Однако Фёдор Игнатьевич, пусть на словах и мечтал от меня поскорее избавиться, на деле же относился ровно тем же собственническим манером, как Татьяна. Ему было страшно, что я сам по себе куда-то там пошёл, что-то разведал и вообще подверг себя ужасной опасности.
— Когда у меня уже зарплата, Фёдор Игнатьевич? — загрустил я. — Это ж мочи никакой нет…
— Завтра аванс.
— Ого! Это я удачно спросил. А жизнь-то налаживается! С авансом-то, глядишь, и разгуляемся, да, Диль?
— Да, хозяин.
Покончив с чаем, мы решили на ночь глядя не пороть горячку, а лечь спать. Утро, мол, вечера мудренее, как говорил Джейсон Стетхем. Но перед сном все вместе зашли в комнату Таньки. Зажгли светильник, осмотрели — ничего дурного не нашли. Диль на всякий случай обнюхала постель. Постель после утреннего происшествия, разумеется, сменили. Наволочка была новой, и даже осквернённую подушку выкинули.

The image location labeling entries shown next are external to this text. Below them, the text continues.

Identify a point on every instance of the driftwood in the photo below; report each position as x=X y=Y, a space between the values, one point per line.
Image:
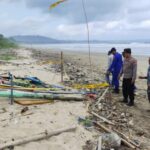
x=125 y=142
x=103 y=95
x=99 y=147
x=126 y=138
x=38 y=137
x=102 y=118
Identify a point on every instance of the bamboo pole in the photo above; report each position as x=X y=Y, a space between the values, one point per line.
x=103 y=95
x=102 y=118
x=36 y=138
x=62 y=67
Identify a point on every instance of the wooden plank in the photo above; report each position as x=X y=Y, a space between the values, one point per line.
x=102 y=118
x=38 y=137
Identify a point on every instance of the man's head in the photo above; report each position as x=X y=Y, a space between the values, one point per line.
x=127 y=52
x=113 y=50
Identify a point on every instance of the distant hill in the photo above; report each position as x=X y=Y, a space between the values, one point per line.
x=36 y=39
x=6 y=43
x=32 y=39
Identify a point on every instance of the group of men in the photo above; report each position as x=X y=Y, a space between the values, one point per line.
x=125 y=66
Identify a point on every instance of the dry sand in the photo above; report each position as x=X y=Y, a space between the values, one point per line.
x=59 y=114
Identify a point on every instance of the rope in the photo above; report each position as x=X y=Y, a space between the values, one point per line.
x=88 y=35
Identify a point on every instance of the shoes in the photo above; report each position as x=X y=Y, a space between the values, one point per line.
x=124 y=101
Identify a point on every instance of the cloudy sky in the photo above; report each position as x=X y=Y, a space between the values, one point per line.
x=108 y=19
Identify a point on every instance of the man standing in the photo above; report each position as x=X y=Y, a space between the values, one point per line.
x=110 y=60
x=115 y=69
x=129 y=72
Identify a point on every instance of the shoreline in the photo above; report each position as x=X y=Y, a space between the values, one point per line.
x=61 y=114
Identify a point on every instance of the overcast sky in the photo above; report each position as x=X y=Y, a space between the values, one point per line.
x=108 y=19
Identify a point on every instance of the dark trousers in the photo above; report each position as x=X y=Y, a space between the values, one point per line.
x=148 y=93
x=128 y=90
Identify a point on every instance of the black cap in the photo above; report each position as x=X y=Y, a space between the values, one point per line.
x=127 y=50
x=113 y=49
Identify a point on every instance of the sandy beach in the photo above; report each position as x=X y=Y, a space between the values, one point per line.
x=62 y=114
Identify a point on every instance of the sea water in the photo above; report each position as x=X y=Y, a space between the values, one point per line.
x=139 y=49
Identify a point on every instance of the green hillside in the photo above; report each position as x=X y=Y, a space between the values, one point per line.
x=6 y=43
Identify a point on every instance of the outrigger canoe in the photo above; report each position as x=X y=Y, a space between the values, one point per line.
x=47 y=96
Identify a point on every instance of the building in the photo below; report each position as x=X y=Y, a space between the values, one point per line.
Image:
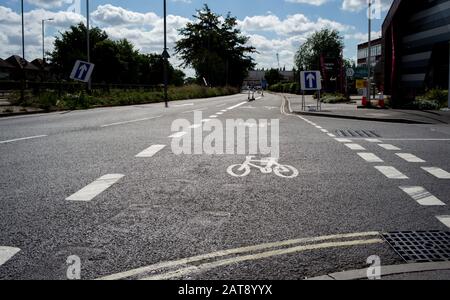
x=376 y=53
x=416 y=35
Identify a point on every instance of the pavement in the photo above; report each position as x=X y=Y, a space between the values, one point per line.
x=104 y=192
x=353 y=111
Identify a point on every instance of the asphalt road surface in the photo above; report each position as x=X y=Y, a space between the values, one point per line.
x=104 y=185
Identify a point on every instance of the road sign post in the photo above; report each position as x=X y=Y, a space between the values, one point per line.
x=311 y=81
x=82 y=71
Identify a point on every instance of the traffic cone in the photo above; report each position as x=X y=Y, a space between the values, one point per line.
x=364 y=101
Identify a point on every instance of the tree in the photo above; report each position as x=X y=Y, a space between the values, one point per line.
x=324 y=44
x=115 y=61
x=273 y=76
x=215 y=48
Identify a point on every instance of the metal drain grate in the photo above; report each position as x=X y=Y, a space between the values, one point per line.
x=358 y=133
x=420 y=246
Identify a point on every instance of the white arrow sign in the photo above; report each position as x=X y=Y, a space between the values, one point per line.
x=82 y=71
x=310 y=80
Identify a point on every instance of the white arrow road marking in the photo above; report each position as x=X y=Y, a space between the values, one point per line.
x=391 y=172
x=444 y=220
x=422 y=196
x=178 y=135
x=96 y=188
x=151 y=151
x=373 y=141
x=237 y=251
x=410 y=157
x=437 y=172
x=22 y=139
x=355 y=147
x=389 y=147
x=236 y=106
x=6 y=253
x=343 y=140
x=370 y=157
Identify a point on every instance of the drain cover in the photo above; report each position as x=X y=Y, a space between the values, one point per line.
x=357 y=133
x=420 y=246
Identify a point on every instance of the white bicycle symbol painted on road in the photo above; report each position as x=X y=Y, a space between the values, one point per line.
x=269 y=165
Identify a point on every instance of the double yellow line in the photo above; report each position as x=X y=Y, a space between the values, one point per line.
x=183 y=267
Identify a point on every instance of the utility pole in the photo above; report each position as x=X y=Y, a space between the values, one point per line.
x=165 y=56
x=88 y=41
x=369 y=55
x=449 y=75
x=22 y=90
x=43 y=39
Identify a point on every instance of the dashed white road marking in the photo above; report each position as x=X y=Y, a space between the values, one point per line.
x=373 y=141
x=410 y=157
x=181 y=105
x=96 y=188
x=178 y=135
x=370 y=157
x=389 y=147
x=343 y=140
x=422 y=196
x=355 y=147
x=444 y=220
x=236 y=106
x=391 y=172
x=195 y=126
x=437 y=172
x=151 y=151
x=129 y=122
x=6 y=253
x=23 y=139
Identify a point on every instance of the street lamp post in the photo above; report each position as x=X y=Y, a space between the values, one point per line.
x=165 y=56
x=369 y=54
x=43 y=39
x=22 y=90
x=88 y=42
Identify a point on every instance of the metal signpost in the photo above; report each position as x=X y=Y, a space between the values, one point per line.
x=310 y=81
x=82 y=71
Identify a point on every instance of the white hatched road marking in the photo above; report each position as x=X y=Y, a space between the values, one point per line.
x=410 y=157
x=391 y=172
x=444 y=220
x=151 y=151
x=343 y=140
x=178 y=135
x=129 y=122
x=23 y=139
x=370 y=157
x=96 y=188
x=422 y=196
x=437 y=172
x=389 y=147
x=6 y=253
x=355 y=147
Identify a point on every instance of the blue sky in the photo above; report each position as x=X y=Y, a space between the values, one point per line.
x=275 y=26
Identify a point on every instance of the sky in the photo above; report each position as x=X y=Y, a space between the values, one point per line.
x=274 y=26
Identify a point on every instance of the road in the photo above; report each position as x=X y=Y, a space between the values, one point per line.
x=104 y=185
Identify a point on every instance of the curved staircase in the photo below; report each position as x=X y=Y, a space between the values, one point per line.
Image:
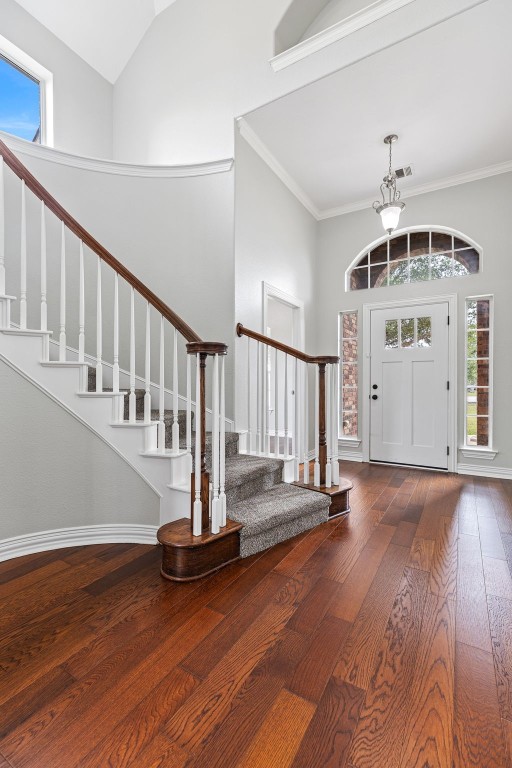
x=222 y=495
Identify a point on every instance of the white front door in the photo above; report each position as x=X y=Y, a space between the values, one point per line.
x=409 y=385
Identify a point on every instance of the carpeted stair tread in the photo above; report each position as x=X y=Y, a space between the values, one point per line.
x=278 y=506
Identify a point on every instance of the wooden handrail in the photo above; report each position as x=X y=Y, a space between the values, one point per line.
x=40 y=192
x=323 y=360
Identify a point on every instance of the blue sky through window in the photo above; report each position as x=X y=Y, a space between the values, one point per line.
x=19 y=102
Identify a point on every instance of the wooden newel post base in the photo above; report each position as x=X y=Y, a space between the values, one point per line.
x=322 y=442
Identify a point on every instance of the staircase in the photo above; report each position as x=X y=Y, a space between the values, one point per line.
x=220 y=500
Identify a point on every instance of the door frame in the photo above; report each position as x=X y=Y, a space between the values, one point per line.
x=451 y=299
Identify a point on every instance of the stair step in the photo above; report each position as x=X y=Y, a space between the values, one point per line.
x=277 y=514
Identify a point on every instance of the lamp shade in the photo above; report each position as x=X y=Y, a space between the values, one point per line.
x=390 y=214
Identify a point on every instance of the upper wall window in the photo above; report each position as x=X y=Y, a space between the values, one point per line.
x=26 y=95
x=412 y=256
x=20 y=105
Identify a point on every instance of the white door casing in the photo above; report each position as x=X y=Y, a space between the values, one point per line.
x=412 y=418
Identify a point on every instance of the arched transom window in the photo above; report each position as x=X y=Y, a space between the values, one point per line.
x=412 y=256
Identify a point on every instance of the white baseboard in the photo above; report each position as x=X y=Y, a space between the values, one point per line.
x=350 y=456
x=482 y=470
x=81 y=536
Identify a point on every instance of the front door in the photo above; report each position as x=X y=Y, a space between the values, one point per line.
x=409 y=385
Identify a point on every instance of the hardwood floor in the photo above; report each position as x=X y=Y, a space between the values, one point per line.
x=382 y=640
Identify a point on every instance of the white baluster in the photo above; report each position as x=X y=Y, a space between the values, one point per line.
x=328 y=426
x=62 y=334
x=276 y=404
x=23 y=259
x=99 y=332
x=286 y=408
x=258 y=401
x=222 y=443
x=249 y=400
x=115 y=371
x=198 y=507
x=189 y=411
x=334 y=413
x=316 y=470
x=81 y=306
x=2 y=229
x=296 y=419
x=175 y=400
x=161 y=396
x=147 y=394
x=305 y=438
x=132 y=399
x=215 y=446
x=44 y=302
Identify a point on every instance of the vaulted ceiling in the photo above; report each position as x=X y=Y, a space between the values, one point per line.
x=104 y=33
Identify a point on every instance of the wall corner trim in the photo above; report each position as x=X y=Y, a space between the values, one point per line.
x=42 y=541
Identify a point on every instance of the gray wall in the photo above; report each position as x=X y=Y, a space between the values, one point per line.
x=56 y=473
x=480 y=210
x=82 y=98
x=275 y=242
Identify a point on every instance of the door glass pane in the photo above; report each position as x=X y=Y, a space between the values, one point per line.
x=407 y=333
x=424 y=331
x=391 y=334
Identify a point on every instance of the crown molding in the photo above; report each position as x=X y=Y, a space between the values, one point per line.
x=252 y=138
x=422 y=189
x=344 y=28
x=113 y=167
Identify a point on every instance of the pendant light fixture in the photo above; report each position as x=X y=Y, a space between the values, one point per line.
x=390 y=208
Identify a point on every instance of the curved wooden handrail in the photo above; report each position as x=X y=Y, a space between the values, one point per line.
x=322 y=360
x=39 y=191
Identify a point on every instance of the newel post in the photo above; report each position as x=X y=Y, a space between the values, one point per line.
x=202 y=350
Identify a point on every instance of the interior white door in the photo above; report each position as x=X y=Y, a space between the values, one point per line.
x=409 y=385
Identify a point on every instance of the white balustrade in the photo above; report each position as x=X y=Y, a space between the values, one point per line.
x=62 y=334
x=23 y=259
x=115 y=371
x=215 y=447
x=197 y=511
x=99 y=331
x=132 y=400
x=44 y=301
x=175 y=401
x=147 y=393
x=222 y=441
x=161 y=397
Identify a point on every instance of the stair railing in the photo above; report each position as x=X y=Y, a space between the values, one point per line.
x=184 y=343
x=278 y=405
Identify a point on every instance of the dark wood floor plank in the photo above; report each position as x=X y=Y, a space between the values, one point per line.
x=500 y=617
x=316 y=667
x=428 y=728
x=124 y=743
x=279 y=737
x=478 y=733
x=443 y=570
x=358 y=659
x=327 y=740
x=472 y=617
x=490 y=538
x=351 y=594
x=422 y=552
x=379 y=734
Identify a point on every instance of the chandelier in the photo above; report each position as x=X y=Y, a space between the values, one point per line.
x=391 y=207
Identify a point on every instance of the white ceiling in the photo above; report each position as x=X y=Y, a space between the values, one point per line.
x=446 y=92
x=104 y=33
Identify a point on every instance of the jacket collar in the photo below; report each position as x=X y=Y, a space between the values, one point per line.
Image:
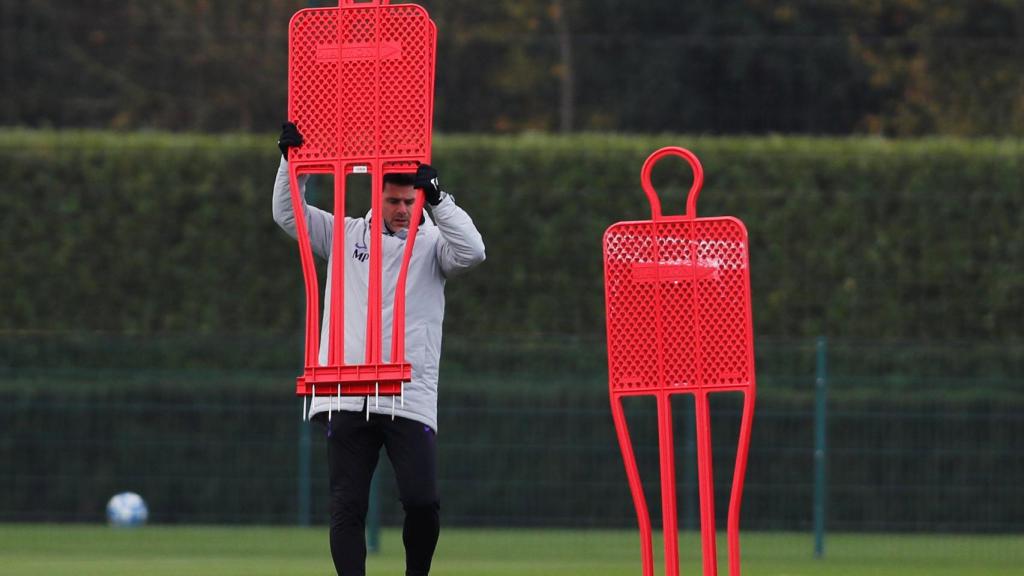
x=426 y=220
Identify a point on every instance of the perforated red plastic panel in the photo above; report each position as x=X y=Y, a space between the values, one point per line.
x=678 y=313
x=675 y=320
x=360 y=91
x=374 y=98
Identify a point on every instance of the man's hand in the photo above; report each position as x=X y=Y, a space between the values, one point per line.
x=290 y=137
x=426 y=178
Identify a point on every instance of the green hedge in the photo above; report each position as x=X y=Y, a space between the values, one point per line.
x=853 y=238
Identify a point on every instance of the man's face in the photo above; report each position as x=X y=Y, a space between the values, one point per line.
x=397 y=205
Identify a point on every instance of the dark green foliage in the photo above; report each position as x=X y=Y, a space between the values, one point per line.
x=855 y=239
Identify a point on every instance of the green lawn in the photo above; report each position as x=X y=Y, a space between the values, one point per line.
x=81 y=550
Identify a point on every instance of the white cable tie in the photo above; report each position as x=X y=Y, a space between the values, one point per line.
x=312 y=400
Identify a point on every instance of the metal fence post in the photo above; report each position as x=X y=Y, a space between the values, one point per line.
x=304 y=486
x=820 y=424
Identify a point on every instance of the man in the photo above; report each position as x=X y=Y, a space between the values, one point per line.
x=445 y=246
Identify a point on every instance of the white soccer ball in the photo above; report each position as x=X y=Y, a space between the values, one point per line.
x=126 y=509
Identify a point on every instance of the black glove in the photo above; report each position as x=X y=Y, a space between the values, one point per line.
x=426 y=178
x=290 y=137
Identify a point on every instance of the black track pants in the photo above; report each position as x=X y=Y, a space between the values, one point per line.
x=352 y=450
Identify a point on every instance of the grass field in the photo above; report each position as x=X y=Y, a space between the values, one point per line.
x=157 y=550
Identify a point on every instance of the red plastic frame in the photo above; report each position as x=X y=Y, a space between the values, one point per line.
x=360 y=90
x=679 y=321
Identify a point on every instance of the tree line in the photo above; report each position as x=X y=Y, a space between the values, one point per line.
x=899 y=68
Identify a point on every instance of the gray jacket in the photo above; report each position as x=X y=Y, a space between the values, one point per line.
x=445 y=246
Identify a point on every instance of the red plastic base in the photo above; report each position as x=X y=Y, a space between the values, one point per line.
x=382 y=379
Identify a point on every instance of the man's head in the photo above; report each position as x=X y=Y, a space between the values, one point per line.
x=398 y=198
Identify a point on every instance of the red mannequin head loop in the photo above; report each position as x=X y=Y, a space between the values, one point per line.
x=691 y=200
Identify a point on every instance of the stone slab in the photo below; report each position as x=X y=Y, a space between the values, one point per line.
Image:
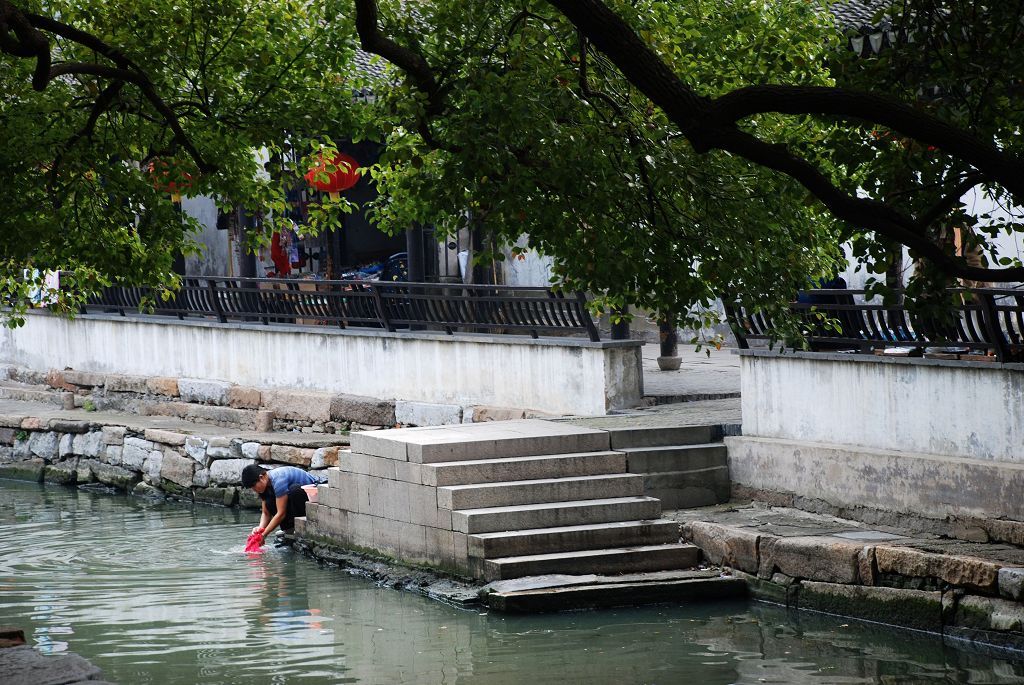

— Чисто, — сказала Диль. И предложила: — Я могу тут остаться.
— Чего? — насупилась Танька.
— Мне места не нужно, я и стоя могу. И сон вовсе не требуется. А если дух вернётся — я с ним разберусь.
— Уверена, что разберёшься? — уточнил я. — Ты говорила, сильный дух.
— Сильнее слабых. Но не такой же, как я! Я гораздо сильнее.
Насколько я успел изучить Диль, она не хвасталась и не лгала. Если что-то утверждала, так значит, как минимум, сама была в том уверена.
— Ну, оставайся.
— А меня никто спросить не хочет⁈ — возмутилась Танька.
Но никто не захотел спросить её. Да она и сама не слишком-то интересовалась собственным мнением по этому поводу. Прекрасно понимала, что страх перед неведомым духом гораздо сильнее совершенно нерациональной девчачьей неприязни к сопернице в соревновании, в котором ни та, ни другая, к слову сказать, не участвуют.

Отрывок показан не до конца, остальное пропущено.